René König (5 July 1906 – 21 March 1992) was a German sociologist. He was very influential on West German sociology after 1949.
Born in Magdeburg, he 1925 took up Philosophy, Psychology, Ethnology, and Islamic Studies at the Universities of Vienna and Berlin. He gained his doctorate (Dr. phil.) 1930 at the Berlin University. As an enemy of the Nazis, he could not obtain his post-doctoral degree (Habilitation) in the Reich, so he emigrated to Switzerland in 1937 and passed the examination at the university of Zürich, 1938. By then, he was strongly influenced by Émile Durkheim, Maurice Halbwachs, and Marcel Mauss. 1949, he was called to the chair of Sociology at Cologne University, where he built up what was to be known later as the "Cologne School" (Kölner Schule) and established the Kölner Zeitschrift für Soziologie und Sozialpsychologie.
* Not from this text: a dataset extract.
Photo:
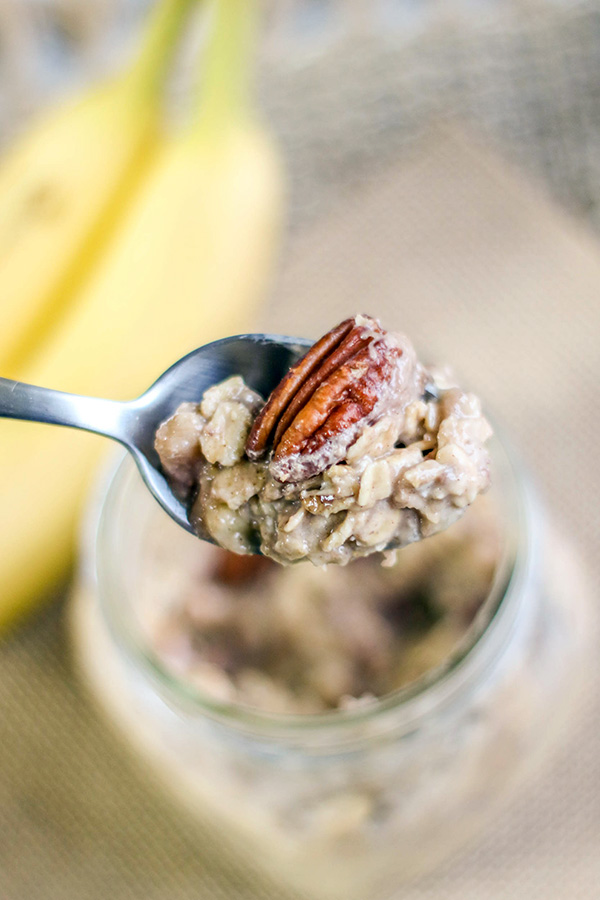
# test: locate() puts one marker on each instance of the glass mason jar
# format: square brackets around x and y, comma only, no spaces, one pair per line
[341,802]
He never left this university, in spite of several calls, and became Professor Emeritus in 1974, dying at Cologne 1992.
He never gave up cultural studies writing the first sociology of fashion, but at the same time he was a German pioneer of empirical methods, as against the ideological biases of many contemporal colleagues.
He played as well an important role in the International Sociological Association. He was the fifth president of ISA (1962-1966).[1]
Besides, he was en engaged liberal writer and essayist, and translated the novelist Giovanni Verga from the Italian into German.
The René König Society (René-König-Gesellschaft) is publishing a complete edition of his writings.